Eugenia Emets’ project keeps up the tradition of Moscow art Tibetology.

The author seems not to be afraid of taking risks. Indeed, the gulf of sense, incorporated in the word Tibet, attracts too many people who are eager to give the world a regular Eastern revelation. In the field of art the sin of orientalism tends to assume the shape of synthesis of arts with visual artifacts complemented by various kinds of performance, and above all, by music — which is known as the most spiritual one among all aesthetic practices. At first sight Emets’ project is of the same kind. It possesses practically the whole set of new-age attributes — images of ancient symbols, pietism for profundity of religious philosophy, even electronic musical ambiance, which enshrouds the exhibition’s items. The only, but definite difference — the interpretation of the topic is very calm, without any strain, and it is presented as the author’s unobtrusive and subjective one.

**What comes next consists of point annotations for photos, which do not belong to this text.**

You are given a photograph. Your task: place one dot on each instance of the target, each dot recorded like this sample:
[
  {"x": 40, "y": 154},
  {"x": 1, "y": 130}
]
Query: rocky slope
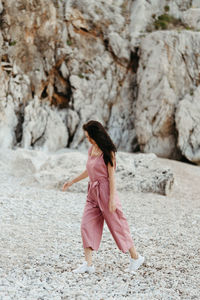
[{"x": 133, "y": 65}]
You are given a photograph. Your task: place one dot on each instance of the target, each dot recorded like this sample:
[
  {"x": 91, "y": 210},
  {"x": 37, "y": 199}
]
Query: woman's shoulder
[{"x": 90, "y": 150}]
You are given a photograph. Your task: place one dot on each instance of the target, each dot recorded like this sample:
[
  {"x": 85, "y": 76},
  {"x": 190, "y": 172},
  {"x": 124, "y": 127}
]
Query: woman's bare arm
[
  {"x": 111, "y": 173},
  {"x": 82, "y": 176}
]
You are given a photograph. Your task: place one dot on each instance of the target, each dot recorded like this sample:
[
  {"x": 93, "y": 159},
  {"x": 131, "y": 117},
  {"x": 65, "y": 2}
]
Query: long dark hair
[{"x": 98, "y": 133}]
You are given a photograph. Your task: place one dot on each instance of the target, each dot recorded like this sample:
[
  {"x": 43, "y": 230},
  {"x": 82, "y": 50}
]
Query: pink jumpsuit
[{"x": 96, "y": 209}]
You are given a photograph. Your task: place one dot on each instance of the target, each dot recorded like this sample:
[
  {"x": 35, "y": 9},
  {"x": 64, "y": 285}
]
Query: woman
[{"x": 102, "y": 200}]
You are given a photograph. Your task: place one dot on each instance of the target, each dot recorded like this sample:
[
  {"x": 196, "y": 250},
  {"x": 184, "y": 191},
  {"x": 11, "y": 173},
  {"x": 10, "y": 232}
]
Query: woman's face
[{"x": 89, "y": 138}]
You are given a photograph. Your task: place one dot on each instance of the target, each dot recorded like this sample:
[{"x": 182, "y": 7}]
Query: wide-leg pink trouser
[{"x": 96, "y": 211}]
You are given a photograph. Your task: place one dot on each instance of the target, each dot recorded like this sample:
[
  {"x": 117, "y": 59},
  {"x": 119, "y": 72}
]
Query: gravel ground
[{"x": 40, "y": 243}]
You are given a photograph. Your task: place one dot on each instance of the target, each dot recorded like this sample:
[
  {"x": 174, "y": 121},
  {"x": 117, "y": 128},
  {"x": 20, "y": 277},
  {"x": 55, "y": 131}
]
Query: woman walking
[{"x": 102, "y": 200}]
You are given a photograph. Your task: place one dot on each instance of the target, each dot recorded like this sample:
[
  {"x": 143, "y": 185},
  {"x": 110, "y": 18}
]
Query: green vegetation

The work at “108” started with the author’s trip to Tibet, similar to a usual one for any press photographer. However, in Emets’ case the proportion of actual shooting and subsequent processing of documentary material differs from that in usual press photography — both in quantitative and conceptual sense. Location shots have composed mainly the first out of three, black-and-white part of the exhibition. As for the rest, here actuality got such consideration that it resulted in metaphoric, or even absolutely abstractedly symbolic images.


One of the “108” main ideas became the principle, which underlies the Eastern world image, that is: deep accordance of macro and microcosms, of a big natural and a small human world. Thus, in Emets’ work the concept of dialectic duality becomes law of intermutation. In a black-and-white, documentary group of images the artist chooses a double photograph in a single frame as a unit of aesthetic comment. Along with this, one of the two images is indispensably correlated with macro, and the other with micro level. Then, in the second part, with the help of a merely photographic alchemistry, she gets a layered image, the aim of which is to show the shift of plot from a purely physical level to a spiritual, psychological one. It is the level where micro and macro are shown directly coincident, but not just correlated. The shift itself has a technological backup as well. If location shooting was carried out in a traditional analogous way, then the printing of images was performed in a digital way. As a result the initial corporeity, concrete subject-matter of analogous photography was substituted by electronic abstraction. As for the third part of the project, the images of which belong entirely to the sphere of abstract symbols, here digital photographic image merges together with computer graphics, which is similar to the outer world only on the surface.


However, in fact, at the heart of the whole exhibition there is a binary digital code, due to which the graphics, the photograph and the video become various dialects of one and the same language. That is why, when photographic sublimation of the worldly into the heavenly finally results in audio-set and video-mix, the project gets the last logic — and technologic — element. As for the correlation of form and content, which is a rather problem issue in the new media art practice, it gets a fresh, promising model.


Vladimir Levashov


The Foundation has published an illustrated catalogue of the exhibition with an essays by Adelie Di Ruocco and Vladimir Levashov.